We applied two approaches giving upper and lower bounds to the number of possible loops. In the first redundant case we identified many enriched feedforward and feedback loops in the mouse and human networks. In the second case we searched for 3-element loops in non-redundant networks and observed no enriched motifs. The actual abundance of 3-element loops unfortunately lies somewhere between these two extremes. Until such time as there are surveys of cell type and tissue specific miRNA and TF binding data, it will remain an open question whether the mouse and human genetic regulatory networks contain enriched motifs such as 3-element loops or other more exotic structures. The enriched connections between miRNAs and TFs, and the experimental observation of regulatory loops of miRNAs and TFs suggest a complex structure, containing feedforward and feedback elements that we currently can only perceive indirectly and with difficulty.

Conclusions

In conclusion we have identified preferential interconnectivity between TFs and miRNAs using several methodologies. Text mining finds enrichments for TFs and signalling kinases. There is an enrichment for predicted miRNA binding sites in TF 3’ UTRs and also enrichment for predicted TFBS in miRNA and TF promoter regions. Binding site predictions corroborate text mining, and demonstrate the mutual preferential connection between miRNAs and TFs. The suppressive and predominantly activating nature of these links may form a regulatory network robust against perturbation, as experimental evidence suggests robustness may be explained by miRNA:TF loops, containing feedback and feedforward using suppressive and activating links. Given the current, partial state of our knowledge, the observable enriched connections between miRNAs and TFs demonstrates how common these connections must really be. Shortly with PAR-CliP, ChIP-seq and other methods our knowledge of miRNA binding sites, TF binding sites, and chromatin state in many cell types will grow dramatically. This will make it possible to study in depth the regulatory architecture cells use to control the subtleties of body plan development, of which we are currently only partially aware.

Methods

Text mining

All 4050 miRNA and 7,723,077 protein references in all 19.6 million PubMed abstracts (as of September 2010) were extracted by the text-mining pipeline of STRING. We used a dictionary of miRNA and protein synonyms (see files at http://rth.dk/resources/tfmirloop/ webcite) to cover possible name variants.
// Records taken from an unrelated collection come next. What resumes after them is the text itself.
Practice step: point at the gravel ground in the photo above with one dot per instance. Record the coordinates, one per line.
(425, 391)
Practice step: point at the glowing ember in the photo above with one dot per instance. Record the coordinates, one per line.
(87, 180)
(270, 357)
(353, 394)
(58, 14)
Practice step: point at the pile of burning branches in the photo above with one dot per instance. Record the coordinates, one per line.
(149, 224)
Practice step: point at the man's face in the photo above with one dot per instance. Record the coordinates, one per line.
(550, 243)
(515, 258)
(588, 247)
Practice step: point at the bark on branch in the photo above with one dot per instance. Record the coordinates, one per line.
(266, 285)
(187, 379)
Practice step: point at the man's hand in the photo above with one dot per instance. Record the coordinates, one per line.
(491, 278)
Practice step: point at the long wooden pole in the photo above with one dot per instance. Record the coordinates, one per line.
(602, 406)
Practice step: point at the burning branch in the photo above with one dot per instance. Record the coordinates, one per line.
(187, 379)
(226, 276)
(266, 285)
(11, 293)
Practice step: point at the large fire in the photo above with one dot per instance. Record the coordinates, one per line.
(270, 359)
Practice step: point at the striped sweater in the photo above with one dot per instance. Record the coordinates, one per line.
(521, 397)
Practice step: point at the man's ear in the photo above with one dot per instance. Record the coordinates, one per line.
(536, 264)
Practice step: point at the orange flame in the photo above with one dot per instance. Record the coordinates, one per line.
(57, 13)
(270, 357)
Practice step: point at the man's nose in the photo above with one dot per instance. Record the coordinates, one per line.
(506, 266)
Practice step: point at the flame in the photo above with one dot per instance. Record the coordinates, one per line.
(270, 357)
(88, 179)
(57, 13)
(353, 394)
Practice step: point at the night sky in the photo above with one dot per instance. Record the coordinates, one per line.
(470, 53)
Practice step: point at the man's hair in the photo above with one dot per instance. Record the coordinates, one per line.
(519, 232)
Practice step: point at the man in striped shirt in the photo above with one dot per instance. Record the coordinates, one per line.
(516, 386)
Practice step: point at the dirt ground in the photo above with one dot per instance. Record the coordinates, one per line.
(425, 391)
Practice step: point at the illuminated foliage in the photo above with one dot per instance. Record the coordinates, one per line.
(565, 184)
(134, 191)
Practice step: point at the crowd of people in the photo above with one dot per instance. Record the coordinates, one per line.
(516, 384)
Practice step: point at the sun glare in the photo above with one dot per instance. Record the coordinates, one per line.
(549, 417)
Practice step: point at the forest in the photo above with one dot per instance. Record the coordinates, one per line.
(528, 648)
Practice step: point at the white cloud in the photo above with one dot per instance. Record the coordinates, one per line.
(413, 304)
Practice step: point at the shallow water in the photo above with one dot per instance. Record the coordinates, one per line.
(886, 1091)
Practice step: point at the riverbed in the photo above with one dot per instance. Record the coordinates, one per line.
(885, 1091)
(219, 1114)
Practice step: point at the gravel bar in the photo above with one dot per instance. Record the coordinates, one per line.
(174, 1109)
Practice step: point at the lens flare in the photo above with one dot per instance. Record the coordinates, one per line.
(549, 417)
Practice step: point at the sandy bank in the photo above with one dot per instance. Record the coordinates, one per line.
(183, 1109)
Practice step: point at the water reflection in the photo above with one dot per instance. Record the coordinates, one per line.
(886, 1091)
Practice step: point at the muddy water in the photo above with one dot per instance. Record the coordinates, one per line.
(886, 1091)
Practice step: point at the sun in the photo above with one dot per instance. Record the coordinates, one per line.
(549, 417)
SQL was used to intersect abstracts containing both miRNA and protein identifiers. These miRNA: protein pairs were compared to computationally predicted miRNA binding site data, and a random subset of these pairs were manually annotated to estimate the number of TF= > miRNA, miRNA= > TF and spurious links. The fraction of links in each category from the random subset gave an estimate of the different classes in the entire set with sufficient accuracy for the purposes of this study.
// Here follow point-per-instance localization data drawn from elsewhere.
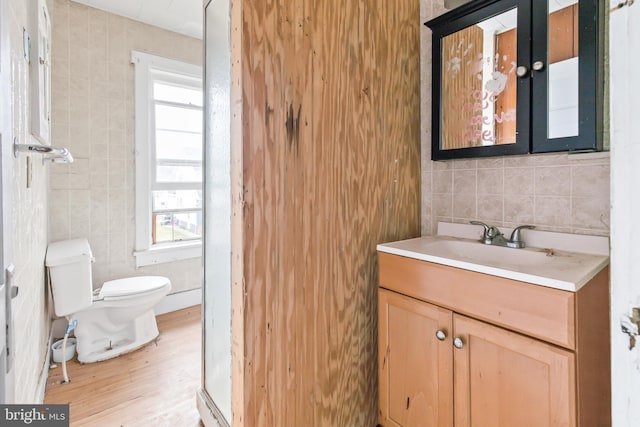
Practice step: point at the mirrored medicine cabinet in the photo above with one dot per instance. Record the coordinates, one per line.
(517, 77)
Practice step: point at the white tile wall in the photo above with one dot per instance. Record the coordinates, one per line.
(29, 222)
(93, 115)
(557, 192)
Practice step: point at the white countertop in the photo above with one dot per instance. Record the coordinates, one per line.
(560, 260)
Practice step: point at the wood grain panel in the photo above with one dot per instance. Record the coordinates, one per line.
(563, 34)
(507, 49)
(538, 311)
(505, 379)
(331, 150)
(416, 369)
(593, 353)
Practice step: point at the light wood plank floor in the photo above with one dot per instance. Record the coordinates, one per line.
(153, 386)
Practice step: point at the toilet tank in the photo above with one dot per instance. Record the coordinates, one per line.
(69, 264)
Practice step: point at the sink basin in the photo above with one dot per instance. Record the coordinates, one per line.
(477, 252)
(547, 267)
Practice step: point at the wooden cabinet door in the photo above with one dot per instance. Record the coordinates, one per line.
(506, 379)
(415, 367)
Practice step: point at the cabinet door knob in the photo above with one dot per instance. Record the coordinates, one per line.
(457, 343)
(538, 65)
(521, 71)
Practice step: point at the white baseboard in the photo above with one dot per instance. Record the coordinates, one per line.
(178, 301)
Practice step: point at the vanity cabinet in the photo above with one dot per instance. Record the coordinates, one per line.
(516, 77)
(461, 348)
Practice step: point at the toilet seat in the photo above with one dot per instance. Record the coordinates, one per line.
(131, 286)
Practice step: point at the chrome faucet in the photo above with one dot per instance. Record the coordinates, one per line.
(493, 236)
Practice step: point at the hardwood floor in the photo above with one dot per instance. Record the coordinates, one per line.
(153, 386)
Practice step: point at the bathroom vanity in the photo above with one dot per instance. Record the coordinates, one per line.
(476, 335)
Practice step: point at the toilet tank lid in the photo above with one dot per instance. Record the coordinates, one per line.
(67, 252)
(132, 286)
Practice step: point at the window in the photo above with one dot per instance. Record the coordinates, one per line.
(168, 97)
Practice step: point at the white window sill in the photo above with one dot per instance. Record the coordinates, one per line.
(168, 253)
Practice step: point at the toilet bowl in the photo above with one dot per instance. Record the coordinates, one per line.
(112, 320)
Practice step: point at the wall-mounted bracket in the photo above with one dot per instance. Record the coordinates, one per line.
(54, 154)
(631, 326)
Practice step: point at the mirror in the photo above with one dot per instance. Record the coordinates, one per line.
(563, 73)
(479, 66)
(517, 76)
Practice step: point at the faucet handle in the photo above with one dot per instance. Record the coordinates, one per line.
(515, 235)
(486, 227)
(489, 231)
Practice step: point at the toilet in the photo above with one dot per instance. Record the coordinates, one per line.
(112, 320)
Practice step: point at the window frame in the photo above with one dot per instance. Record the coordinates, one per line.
(147, 253)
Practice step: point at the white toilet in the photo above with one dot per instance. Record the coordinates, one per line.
(112, 320)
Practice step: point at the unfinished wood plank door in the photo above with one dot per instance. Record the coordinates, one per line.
(505, 379)
(331, 167)
(415, 366)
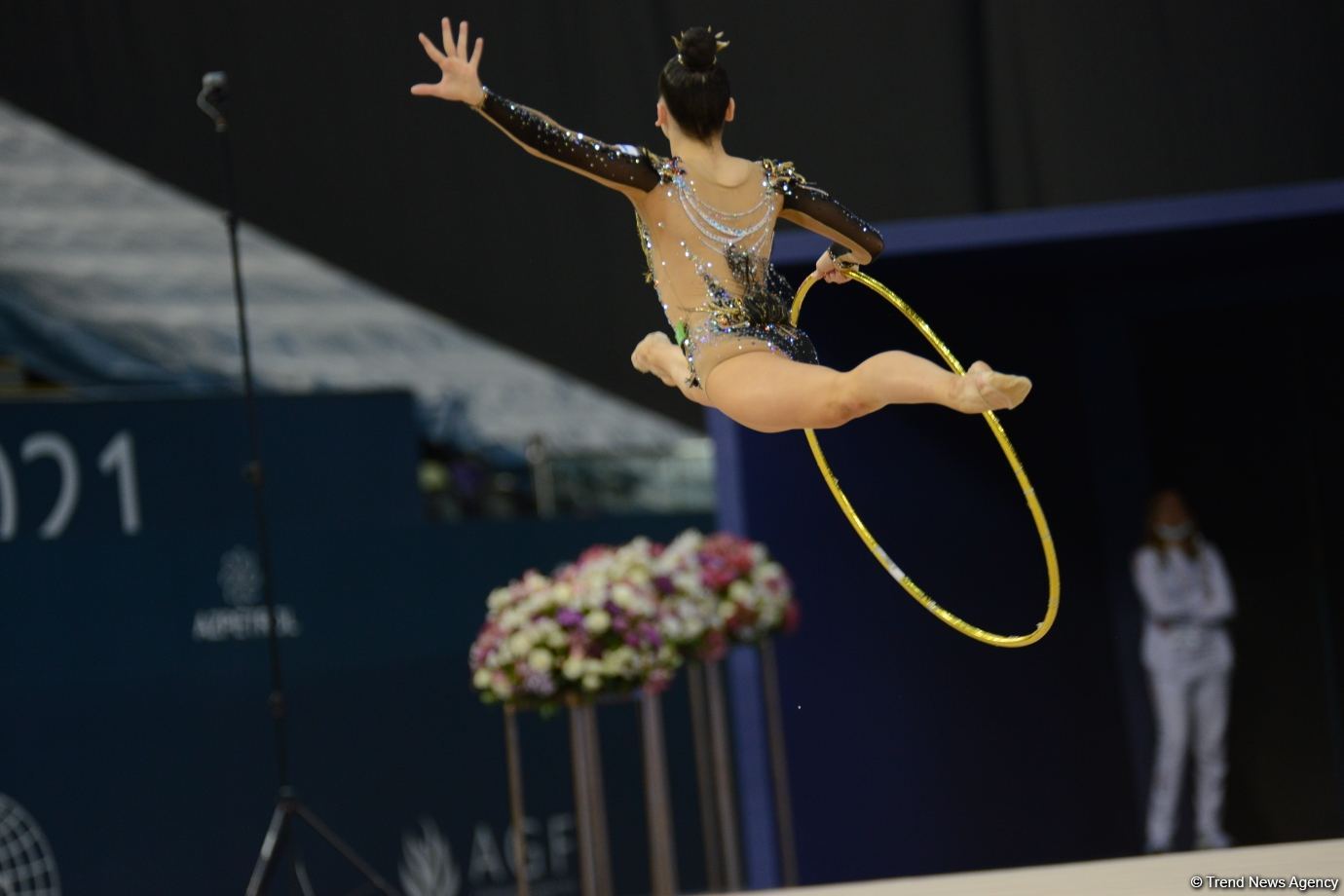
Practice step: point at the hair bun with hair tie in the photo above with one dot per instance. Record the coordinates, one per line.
(697, 49)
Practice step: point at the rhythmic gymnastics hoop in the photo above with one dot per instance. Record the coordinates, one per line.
(1000, 435)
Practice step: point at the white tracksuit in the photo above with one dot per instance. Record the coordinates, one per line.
(1188, 655)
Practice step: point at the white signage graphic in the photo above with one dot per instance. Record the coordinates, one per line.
(27, 867)
(243, 618)
(429, 870)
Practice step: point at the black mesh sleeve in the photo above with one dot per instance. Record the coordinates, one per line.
(813, 207)
(616, 166)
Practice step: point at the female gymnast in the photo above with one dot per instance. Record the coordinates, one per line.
(707, 220)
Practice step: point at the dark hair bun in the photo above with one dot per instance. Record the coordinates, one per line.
(697, 49)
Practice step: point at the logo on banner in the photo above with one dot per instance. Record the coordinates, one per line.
(25, 863)
(243, 618)
(428, 867)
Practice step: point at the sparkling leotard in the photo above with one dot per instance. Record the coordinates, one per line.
(707, 244)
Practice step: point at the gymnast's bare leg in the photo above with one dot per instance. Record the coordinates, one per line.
(770, 393)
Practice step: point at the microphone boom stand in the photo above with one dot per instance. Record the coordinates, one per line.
(288, 806)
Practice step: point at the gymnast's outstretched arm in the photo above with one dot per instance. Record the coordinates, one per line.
(853, 240)
(625, 168)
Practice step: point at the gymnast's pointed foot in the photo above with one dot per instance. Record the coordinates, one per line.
(984, 389)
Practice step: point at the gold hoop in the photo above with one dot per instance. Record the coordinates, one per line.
(996, 428)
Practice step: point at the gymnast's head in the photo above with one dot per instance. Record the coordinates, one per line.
(693, 97)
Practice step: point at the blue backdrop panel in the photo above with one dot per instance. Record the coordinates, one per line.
(915, 750)
(134, 686)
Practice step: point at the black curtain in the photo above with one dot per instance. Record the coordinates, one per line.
(902, 109)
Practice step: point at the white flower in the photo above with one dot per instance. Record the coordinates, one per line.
(597, 622)
(499, 598)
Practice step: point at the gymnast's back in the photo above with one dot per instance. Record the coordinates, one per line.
(706, 236)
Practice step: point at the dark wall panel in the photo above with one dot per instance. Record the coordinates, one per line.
(902, 109)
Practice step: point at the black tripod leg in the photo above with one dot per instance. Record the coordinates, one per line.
(305, 885)
(346, 852)
(269, 850)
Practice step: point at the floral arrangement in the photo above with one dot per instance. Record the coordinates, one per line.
(752, 594)
(594, 627)
(621, 618)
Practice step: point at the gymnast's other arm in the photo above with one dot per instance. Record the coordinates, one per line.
(853, 241)
(622, 168)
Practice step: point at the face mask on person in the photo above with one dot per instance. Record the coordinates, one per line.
(1173, 534)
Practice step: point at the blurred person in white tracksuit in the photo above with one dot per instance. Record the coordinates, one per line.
(1187, 649)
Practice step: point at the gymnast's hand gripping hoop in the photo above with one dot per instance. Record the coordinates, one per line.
(996, 428)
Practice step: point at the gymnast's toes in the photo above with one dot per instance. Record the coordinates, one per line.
(993, 390)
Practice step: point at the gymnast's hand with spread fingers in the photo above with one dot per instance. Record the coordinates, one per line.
(462, 81)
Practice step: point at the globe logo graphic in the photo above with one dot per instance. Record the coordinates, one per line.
(240, 577)
(25, 863)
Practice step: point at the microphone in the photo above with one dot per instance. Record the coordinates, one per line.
(214, 93)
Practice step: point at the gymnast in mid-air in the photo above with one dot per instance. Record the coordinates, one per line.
(706, 220)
Verification of text mining

As the text-mining pipeline only identifies literature co-occurrence, we randomly chose 300 miRNA:protein pairs and their original supporting PubMed abstracts, were randomly chosen from the 1800 pairs for manual validation. Each abstract was read and pairs were categorised as either miRNA suppresses protein, protein (TF) activates miRNA, miRNA: protein co-occur but were not functionally related or protein or miRNA is misidentified in the text mining. In 22% of the pairs either the miRNA or the protein was an artifact of text mining. For example the plasmid mir-1 is easily confused with the miRNA mir-1 and in other cases proteins have names which are common words in the English language. 36% (108/300) of the pairs were miRNAs having good experimental evidence for targeting the mRNA encoding the protein. 7% (22/300) of pairs were TFs that regulate expression of miRNAs.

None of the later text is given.